At the start point of the stators, there is a pressure plate that controls the movement of the rotors and stators. Unlike the single piston found in an average car, in this type of braking system, multiple pistons are used. Because these brakes tend to be heavy, hydraulic pressure from the main hydraulic system is used to actuate the pistons.
When the brakes are released, the pressure plate is moved away by a brake adjustor assembly. This is a spring-loaded device that is fixed to the plate. When the brakes are pushed, the spring is compressed, and when released, the spring extends, moving the pressure plate. This releases the stators from the rotors, and the braking no longer exists.
In many braking systems, the adjustor has a pin attached to it which can be used to gauge brake wear. As the brakes wear, the pin, which is normally seen from outside observation, keeps going in. Once the pin cannot be seen to the naked eye, and if it cannot be felt when touched, the brakes need to be replaced.

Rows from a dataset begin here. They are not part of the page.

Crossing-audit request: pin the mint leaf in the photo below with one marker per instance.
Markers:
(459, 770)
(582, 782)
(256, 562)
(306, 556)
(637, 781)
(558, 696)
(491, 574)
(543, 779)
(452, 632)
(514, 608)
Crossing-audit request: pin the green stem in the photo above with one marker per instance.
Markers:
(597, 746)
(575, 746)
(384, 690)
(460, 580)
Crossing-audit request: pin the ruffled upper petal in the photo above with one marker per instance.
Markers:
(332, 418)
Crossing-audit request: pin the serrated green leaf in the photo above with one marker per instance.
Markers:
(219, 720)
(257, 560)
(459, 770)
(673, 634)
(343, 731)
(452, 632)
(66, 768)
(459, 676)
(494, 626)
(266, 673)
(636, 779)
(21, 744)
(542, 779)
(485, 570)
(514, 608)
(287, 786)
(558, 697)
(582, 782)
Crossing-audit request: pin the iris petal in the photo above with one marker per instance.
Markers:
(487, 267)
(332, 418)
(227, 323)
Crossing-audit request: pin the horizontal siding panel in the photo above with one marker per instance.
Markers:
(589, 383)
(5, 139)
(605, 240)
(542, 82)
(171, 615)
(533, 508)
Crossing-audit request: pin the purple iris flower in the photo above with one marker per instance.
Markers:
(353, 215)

For redundancy purposes, airplanes use two or more hydraulic systems to power the brakes. If one system fails, the other can take over. There are also emergency braking systems which will be looked at later.
In the olden days, steel was used to make the brakes. However, these days, carbon brakes are used. Carbon brakes are lighter, they are able to absorb more energy, and are more durable. Due to these reasons, carbon brakes are preferred by aircraft manufacturers.

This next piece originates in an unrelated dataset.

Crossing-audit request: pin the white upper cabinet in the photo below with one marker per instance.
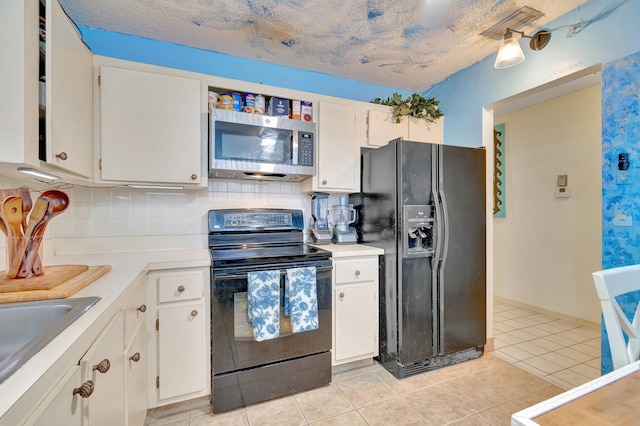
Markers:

The brakes are normally operated by feet by pressing on the top of the rudder pedals. The brakes can also be used differentially and can be used to make a sharp turn on the ground. For example, if the pilot wants to go to the right while the aircraft is on the move, he/she could press on the right brakes. This will lock up the right wheel while the left wheel keeps moving, making the aircraft turn.

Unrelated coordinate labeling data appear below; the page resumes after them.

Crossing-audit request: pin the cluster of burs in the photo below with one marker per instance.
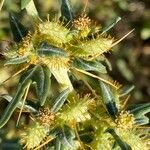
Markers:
(76, 104)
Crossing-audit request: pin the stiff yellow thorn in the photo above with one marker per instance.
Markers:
(114, 44)
(1, 4)
(86, 3)
(125, 102)
(15, 74)
(48, 18)
(49, 140)
(78, 137)
(99, 78)
(23, 102)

On a short, wet, or contaminated runway, a brake lock-up can be quite dangerous. The locking up of brakes can cause the aircraft to skid off the runway or cause excessive heat generation, which could lead to a fire. Due to these reasons, a system is required to prevent the wheels from locking up and skidding.
The anti-skid system prevents skidding by releasing the brakes when it senses a potential wheel lock-up. It works by comparing the speed of the aircraft, called the reference speed, to that of the speed of each wheel. The wheel speed is measured by a tachometer, and the aircraft speed is determined by calculating the acceleration of the aircraft using inertial data. When the speed of a wheel drops by a threshold, the brake release command is given by the anti-skid system.
The automatic braking or the autobrakes automatically applies the brakes. It is armed by the pilot when required. When armed, certain conditions are required for it to come on, and this highly depends on the aircraft. For instance, in Airbus aircraft autobrakes are only actuated with the extension of ground spoilers. They can be deactivated by the pilot when manual braking is applied.
There are many levels of automatic braking. On takeoff, the autobrakes are usually set to maximum. This will ensure maximum braking is applied if the pilot were to reject the takeoff. On landing, the autobrakes can be set to a pilot's preferred level. On a wet runway, pilots usually go for a higher level of braking to stop the aircraft as quickly as possible.
Airplanes also have a parking brake, which is used by pilots to keep the aircraft from moving when parked for long periods of time. For example, when holding at some place at the airport with the engines running.
When parked at the gate, the parking brake is usually set to off. This is because the wheels have chocks placed on them. With chocks properly in place, the brakes are no longer required because the chocks prevent the wheels from inadvertent rolling. This is quite beneficial in short turnarounds, where high brake temperatures become a problem. By keeping the parking brakes off, the rotors and stators are separated from each other, allowing proper airflow. This keeps the brake cool.
The emergency braking system is available to the pilot in the event of a dual hydraulic failure which renders the main wheel braking system useless. In most cases, a brake accumulator which is pre-charged before the flight is used for this purpose. The pilots can use this accumulator pressure to actuate the brakes if the main braking system fails. As the accumulator can only contain a limited amount of pressure, the number of brake applications is limited. Most of the time, about seven brake applications are available to the pilot.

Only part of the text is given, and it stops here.